A Índia lançou um pacote de investimentos no valor de 18 mil milhões de dólares para construir uma indústria doméstica de semicondutores e reduzir a dependência de importações num sector crucial para a segurança tecnológica e económica. O ambicioso plano procura posicionar o país como alternativa à China na cadeia global de chips, mas enfrenta limitações de talento, infra-estruturas e maturidade institucional.
A chamada Missão Semicondutores do Governo indiano pretende criar uma cadeia de valor completa no país, desde o design até à produção, teste e embalagem de chips. O objectivo é garantir fornecimento a sectores estratégicos — incluindo inteligência artificial, defesa, telecomunicações, veículos eléctricos e energias renováveis — ao mesmo tempo que atrai investimento global num momento em que os EUA e a União Europeia procuram diversificar as suas cadeias longe da China.
Até agora, foram aprovados 10 projectos em seis estados, com destaque para a fábrica de 11 mil milhões USD que a Tata Electronics está a construir em Gujarat, em parceria com a taiwanesa Powerchip Semiconductor Manufacturing Corporation (PSMC). A unidade produzirá chips para gestão de energia, microcontroladores e circuitos lógicos de alto desempenho, utilizados em IA, automóveis, computação e armazenamento de dados.
Outros projectos incluem a criação de fábricas de semicondutores compostos em Odisha e múltiplas unidades de teste e embalagem (OSAT), um segmento de investimento mais acessível e de margens atractivas. Segundo a PwC Índia, esta pode ser a porta de entrada do país no ecossistema global, mesmo antes de se posicionar no fabrico de chips de última geração.
No entanto, especialistas alertam que os desafios são profundos. A Índia não possui ainda uma base consolidada de fornecedores de químicos de ultra-alta pureza, essenciais para fábricas de chips, e enfrenta obstáculos logísticos e regulatórios. A nível de talento, embora exista mão-de-obra qualificada em design, a experiência prática em fabrico e testes de ponta é ainda reduzida.

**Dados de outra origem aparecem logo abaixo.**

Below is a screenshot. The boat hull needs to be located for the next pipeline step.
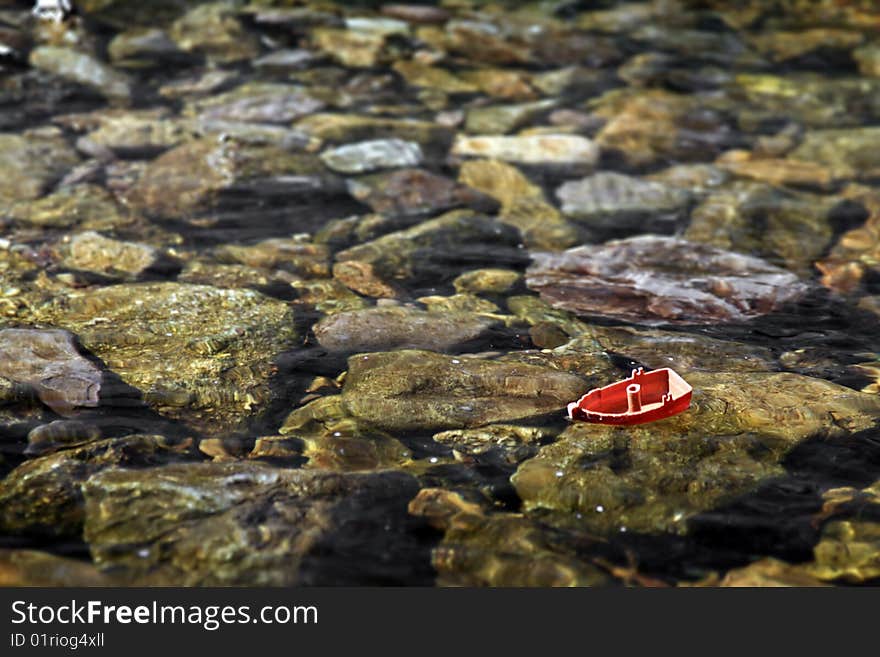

Outro ponto crítico prende-se com a propriedade intelectual (PI). A maioria das patentes e tecnologias avançadas continua concentrada em centros como os EUA, Taiwan e Singapura. Analistas defendem que a Índia terá de modernizar o seu regime de PI e reforçar os mecanismos de aplicação da lei para competir com jurisdições mais maduras.
Apesar dos desafios, o governo de Narendra Modi está a oferecer incentivos financeiros generosos, cobrindo até 50% dos custos de fábricas e unidades de teste. A política já atraiu interesse de empresas de Taiwan, Reino Unido, EUA e Coreia do Sul. Ainda assim, especialistas advertem que tais incentivos não são sustentáveis a longo prazo e só terão impacto se forem acompanhados por reformas estruturais.
Os próximos 3 a 4 anos serão decisivos. A capacidade da Índia para colocar em funcionamento fábricas de silício, consolidar o ecossistema de fornecedores e afirmar-se como player credível determinará se a aposta de 18 mil milhões USD poderá transformar o país num pólo relevante na indústria global de semicondutores.